Ma perplexité est sans borne…
Peut-être auriez-vous dans votre besace quelques explications propre à m’éclairer et à m’apaiser enfin…
Plusieurs idées, en vrac :
a) côté auteures : en effet, on se livre bcp plus dans le virtuel que dans le réel. Pas facile de dire ouvertement qu’un époux ou un parent ne vous aime pas/plus, que vous vous sentez seule ou que vous détestez votre vie. L’écrit permet de poser les choses.
b) côté lecteurs :
- peut-être l’effet de masse : face à la constellation de blogs, prendre le temps de vraiment lire et analyser des écrits relève de la gageure. Sans comtper que le prince n’a peut-être pas le don d’ubiquité non plsu (merci les fées !)

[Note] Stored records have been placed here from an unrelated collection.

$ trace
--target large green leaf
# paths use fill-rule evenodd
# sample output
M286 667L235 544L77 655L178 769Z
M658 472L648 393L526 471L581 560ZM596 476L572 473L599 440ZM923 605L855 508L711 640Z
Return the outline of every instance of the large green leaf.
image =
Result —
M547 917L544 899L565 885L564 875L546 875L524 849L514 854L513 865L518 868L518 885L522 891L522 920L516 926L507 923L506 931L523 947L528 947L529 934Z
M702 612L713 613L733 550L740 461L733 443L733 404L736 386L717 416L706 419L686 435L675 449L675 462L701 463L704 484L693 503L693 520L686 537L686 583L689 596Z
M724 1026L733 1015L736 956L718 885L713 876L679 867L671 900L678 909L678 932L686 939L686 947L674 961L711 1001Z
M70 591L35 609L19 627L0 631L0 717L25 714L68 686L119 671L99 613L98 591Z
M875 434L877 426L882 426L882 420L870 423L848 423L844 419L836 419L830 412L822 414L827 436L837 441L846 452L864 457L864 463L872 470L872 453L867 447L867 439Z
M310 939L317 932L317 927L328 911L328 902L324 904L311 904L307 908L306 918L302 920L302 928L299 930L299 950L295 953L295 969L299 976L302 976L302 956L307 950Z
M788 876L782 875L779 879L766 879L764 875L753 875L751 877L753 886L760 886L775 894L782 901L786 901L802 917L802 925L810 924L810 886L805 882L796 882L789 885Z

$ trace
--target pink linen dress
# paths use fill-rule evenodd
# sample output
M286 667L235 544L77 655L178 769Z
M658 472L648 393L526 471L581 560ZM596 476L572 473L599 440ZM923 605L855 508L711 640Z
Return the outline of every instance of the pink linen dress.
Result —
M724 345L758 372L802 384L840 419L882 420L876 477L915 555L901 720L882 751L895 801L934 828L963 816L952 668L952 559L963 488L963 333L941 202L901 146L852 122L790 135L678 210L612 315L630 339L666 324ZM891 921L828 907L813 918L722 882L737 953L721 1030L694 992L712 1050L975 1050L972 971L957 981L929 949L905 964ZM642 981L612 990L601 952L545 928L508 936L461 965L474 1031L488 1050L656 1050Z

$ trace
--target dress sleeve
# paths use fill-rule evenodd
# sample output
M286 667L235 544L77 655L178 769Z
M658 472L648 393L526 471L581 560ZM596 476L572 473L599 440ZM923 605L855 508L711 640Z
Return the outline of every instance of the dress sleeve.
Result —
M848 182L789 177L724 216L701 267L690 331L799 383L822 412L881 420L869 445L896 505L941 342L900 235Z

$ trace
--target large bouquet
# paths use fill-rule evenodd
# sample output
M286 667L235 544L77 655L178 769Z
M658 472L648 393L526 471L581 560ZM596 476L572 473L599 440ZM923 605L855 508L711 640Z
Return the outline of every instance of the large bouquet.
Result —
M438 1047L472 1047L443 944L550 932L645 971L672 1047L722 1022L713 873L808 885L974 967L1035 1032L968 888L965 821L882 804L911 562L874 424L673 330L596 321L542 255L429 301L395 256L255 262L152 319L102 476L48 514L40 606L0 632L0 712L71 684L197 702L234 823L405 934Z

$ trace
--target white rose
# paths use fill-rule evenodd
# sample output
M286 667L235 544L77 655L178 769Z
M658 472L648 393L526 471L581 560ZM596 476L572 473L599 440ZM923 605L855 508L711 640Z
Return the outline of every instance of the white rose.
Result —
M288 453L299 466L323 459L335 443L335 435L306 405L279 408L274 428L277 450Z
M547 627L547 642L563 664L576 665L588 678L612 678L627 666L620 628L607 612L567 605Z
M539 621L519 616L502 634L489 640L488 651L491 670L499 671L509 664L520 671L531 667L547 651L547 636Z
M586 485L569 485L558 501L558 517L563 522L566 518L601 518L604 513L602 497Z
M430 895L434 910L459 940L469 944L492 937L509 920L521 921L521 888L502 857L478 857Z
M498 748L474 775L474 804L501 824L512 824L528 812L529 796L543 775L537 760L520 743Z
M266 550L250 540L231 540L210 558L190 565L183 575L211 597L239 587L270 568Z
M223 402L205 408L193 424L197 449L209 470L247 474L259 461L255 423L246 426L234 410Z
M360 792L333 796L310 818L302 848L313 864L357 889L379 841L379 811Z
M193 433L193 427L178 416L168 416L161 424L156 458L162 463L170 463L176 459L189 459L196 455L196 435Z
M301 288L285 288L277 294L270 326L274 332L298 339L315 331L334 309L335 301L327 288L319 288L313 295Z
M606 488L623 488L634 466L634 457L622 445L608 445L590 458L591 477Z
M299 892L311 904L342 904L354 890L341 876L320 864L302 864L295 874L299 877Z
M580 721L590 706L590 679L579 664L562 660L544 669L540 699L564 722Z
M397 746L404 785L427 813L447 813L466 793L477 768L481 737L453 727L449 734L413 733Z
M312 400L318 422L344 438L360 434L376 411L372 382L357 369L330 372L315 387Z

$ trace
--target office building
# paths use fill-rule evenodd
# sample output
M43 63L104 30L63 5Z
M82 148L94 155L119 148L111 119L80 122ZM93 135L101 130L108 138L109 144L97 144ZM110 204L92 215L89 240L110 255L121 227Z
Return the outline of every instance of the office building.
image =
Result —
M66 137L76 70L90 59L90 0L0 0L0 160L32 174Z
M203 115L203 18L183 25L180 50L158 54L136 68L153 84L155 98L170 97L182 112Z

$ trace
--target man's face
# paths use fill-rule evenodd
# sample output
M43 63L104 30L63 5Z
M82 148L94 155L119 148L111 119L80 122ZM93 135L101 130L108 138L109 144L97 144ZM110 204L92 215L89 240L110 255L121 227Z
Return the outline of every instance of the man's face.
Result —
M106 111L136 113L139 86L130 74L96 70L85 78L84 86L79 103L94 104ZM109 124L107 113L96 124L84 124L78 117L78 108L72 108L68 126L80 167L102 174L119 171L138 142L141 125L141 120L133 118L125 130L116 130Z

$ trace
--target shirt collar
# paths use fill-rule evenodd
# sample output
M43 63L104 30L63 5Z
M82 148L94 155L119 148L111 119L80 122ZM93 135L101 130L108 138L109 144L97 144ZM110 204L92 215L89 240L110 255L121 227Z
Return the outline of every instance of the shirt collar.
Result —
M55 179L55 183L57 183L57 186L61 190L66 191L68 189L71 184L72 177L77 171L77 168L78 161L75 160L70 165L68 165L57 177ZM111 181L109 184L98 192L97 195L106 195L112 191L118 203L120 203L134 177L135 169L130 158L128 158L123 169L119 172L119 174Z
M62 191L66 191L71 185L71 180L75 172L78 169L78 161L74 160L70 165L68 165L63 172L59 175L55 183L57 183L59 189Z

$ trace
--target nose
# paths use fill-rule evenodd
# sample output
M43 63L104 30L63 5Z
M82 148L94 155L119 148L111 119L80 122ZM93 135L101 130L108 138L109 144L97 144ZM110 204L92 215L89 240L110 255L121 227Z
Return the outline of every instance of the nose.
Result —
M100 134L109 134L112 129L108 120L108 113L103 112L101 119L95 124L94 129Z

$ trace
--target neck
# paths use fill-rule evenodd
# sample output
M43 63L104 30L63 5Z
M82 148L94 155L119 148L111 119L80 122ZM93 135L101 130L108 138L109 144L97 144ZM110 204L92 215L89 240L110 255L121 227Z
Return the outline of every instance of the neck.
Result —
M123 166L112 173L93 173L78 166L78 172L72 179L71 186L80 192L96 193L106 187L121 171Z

- le fait aussi de ne pas avoir envie de “se prendre la tête” avec des histroires de nanas malheureuses, sachant que leur blog est peut-être un simple exutoire, pas forcément un appel au secours, que l’on a peut-être à faire à des affabulatrices.
- le caractère épistolaire peut inhiber certains princes maniant mieux l’épée que la plume. On peut s’entendre avec qqn sans partager sa passion pour les mots, je pense.
- comme dans la vraie vie, ce ne sont peut-être pas tjrs les personnes les plus en harmonie potentiellement qui se rencontrent à travers ces blogs.
c) de façon générale :
- oui il est difficile de rencontrer son autrui auj.
- la notion de prince charmant : elle fait rêver, certes mais avons-nous besoin d’un prince charmant ou d’une oreille attentive, d’une épaule solide, d’un alter ego après tout ? ce rôle qui ne peut être que provisoire est peut-être inconfortable à endosser pour l’homme , non ?
Apaisé ?
Comment par Béa — 31 janvier 2008 @ 21:00 |
Apaisé… non, pas encore…
Coté Auteur : Il est de merveilleux écrits, des personnes pleines d’esprit qui ne parlent ni de leur compagnon ni de leur vie triste et qui sont capables de vous faire vibrer en racontant leur courses.
Côté Lecteur : La finesse, l’esprit, l’humour que les blogs démontrent, sur des sujets parfois tout simple, ne peuvent être absents de la vraie vie
Tu n’abordes pas l’aspect physique des auteurs, c’est aussi une des différences Vituel Réel
Comment par sweetthing — 1 février 2008 @ 22:20 |
Je répondais à la question “pourquoi n’y a-t-il pas de princes etc” qui a priori ne concerne pas les récits heureux (genre récit de courses, ‘tention, je n’ai pas dit les Victor Hugo de supérettes
). Le prince n’intervient que dans des récits où il y a une personne à sauver par définition.